The undersigned Responsible Officer of the Parent hereby certifies as of the date hereof that [she][he] is the [ ] of the Parent, and that, in [her][his] capacity as such, she is authorized to execute and deliver to the holders of Notes this Compliance Certificate, and that:
1. The financial covenant analyses and information set forth on Schedule II attached hereto are true and accurate on and as of the Financial Statement Date referred to above.
2. Set forth on Schedule III attached hereto is a true and accurate calculation of Unencumbered Total Asset Value as of the last day of the fiscal period covered by this Compliance Certificate.
3. Schedule IV attached hereto is a true, correct and complete list of all Unencumbered Properties as of the Financial Statement Date referred to above.
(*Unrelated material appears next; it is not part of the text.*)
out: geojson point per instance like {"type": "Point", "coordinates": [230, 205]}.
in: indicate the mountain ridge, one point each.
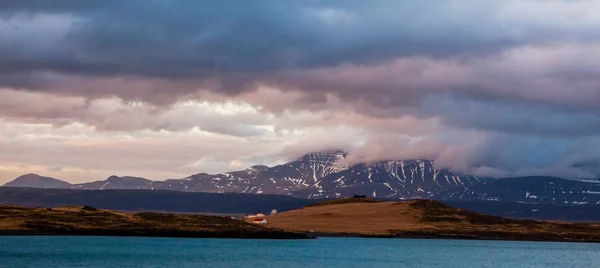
{"type": "Point", "coordinates": [315, 175]}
Each Unencumbered Property listed on Schedule IV satisfies the criteria set forth in the definition of “Unencumbered Property Criteria” appearing in the Note Purchase Agreement.
4. Attached hereto as Schedule V is a true, correct and complete copy of each modification, amendment or supplement to the Organization Documents of the Parent, Care GP and the Company that has become effective during the fiscal quarter ended on the Financial Statement Date referred to above.
5. No Default or Event of Default has occurred and is continuing. [Or, if applicable: The following [Default(s)][Event(s) of Default] [has][have] occurred and are continuing: [ ].] [Specify the nature and period of
existence of each Default/Event of Default and what action the Parent, the Company, Care GP or any Subsidiary shall have taken or proposes to take with respect thereto.]
[6. [Include the following at all times following the date on which Subsidiary Guarantors are required: Schedule VI sets forth a list of all Subsidiaries that are Subsidiary Guarantors, and each Subsidiary that is required as of the date hereof to be a Subsidiary Guarantor pursuant to Section 9.7 of the Note Purchase Agreement is a Subsidiary Guarantor.]